Nancy Troyano PhD, BCE, Entomologist /Director of Technical Education and Training for Rentokil North America offers the following training best practices for pest management companies:
1. Structured On-the-Job Training:
While textbooks and e-learning courses are important, the majority of learning takes place on the job. Most pest management companies recognize this and send their new employees to ride along with their experienced technicians as part of their training. However, the reality is that not much thought is given to how learning is actually taking place during this time. Often, the experienced technicians “train” by having the trainee watch them work, or may view the trainee as an extra set of hands, sending them off to do the mindless tasks in order to get the service done faster. As a result, learning is haphazard and slow to take place, among other things.
This is why it’s important to offer a structured on-the-job (OJT) training program, which should consist of a list of specific tasks the trainee must perform. If possible, the tasks should mirror what the trainee is learning in their academic assignments, including textbook reading, e-learning courses, classroom training, etc. The trainer should be familiar with the program and educated on training techniques. Both the trainee and trainer should sign and date the task lists to verify the training has occurred.
Having a structured OJT program ensures critical skills are being taught in an efficient manner. As a result, learning is accelerated, while safety risks and costly mistakes are minimized. Structured OJT also reduces the variability in task performance among the technician workforce. As a result, the technicians will be performing services safely, and in a manner consistent with the mission and values of your company.
2. Online Training:
From e-learning courses to smartphone apps, online technology is a superior training platform. Among other benefits, training delivered using this platform is:
• Convenient: Anyone who runs a service route knows schedules can be quite unpredictable. Online training allows technicians to access their education when it’s convenient for them.

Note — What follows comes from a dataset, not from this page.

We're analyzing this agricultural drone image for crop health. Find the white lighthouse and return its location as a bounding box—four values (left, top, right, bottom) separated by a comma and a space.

• Engaging: With the vast amount of training technicians are required to have, it’s important to provide engaging material. An interactive e-learning course will hold the learner’s attention much better than black and white text on the page of a textbook.
• Powerful: Using online learning tools in the form of videos, interactive courses, etc. will increase retention rates, as adult brains generally process visual and auditory information much quicker than reading it as text. A video of someone inspecting a crawlspace will have a much greater impact compared to reading instructions about how to inspect a crawlspace in a textbook.
3. Social Learning:
Most technicians learn best by watching each other. Create a place online, such as a private website or within your own learning management system, to give technicians an opportunity to share their ideas anytime they want. Encourage technicians to share videos of their own ideas or innovations that will enhance the professional skills or knowledge of their colleagues and/or result in better customer service. This also sparks a healthy sense of competition and generates job-related enthusiasm—not to mention an endless supply of ideas!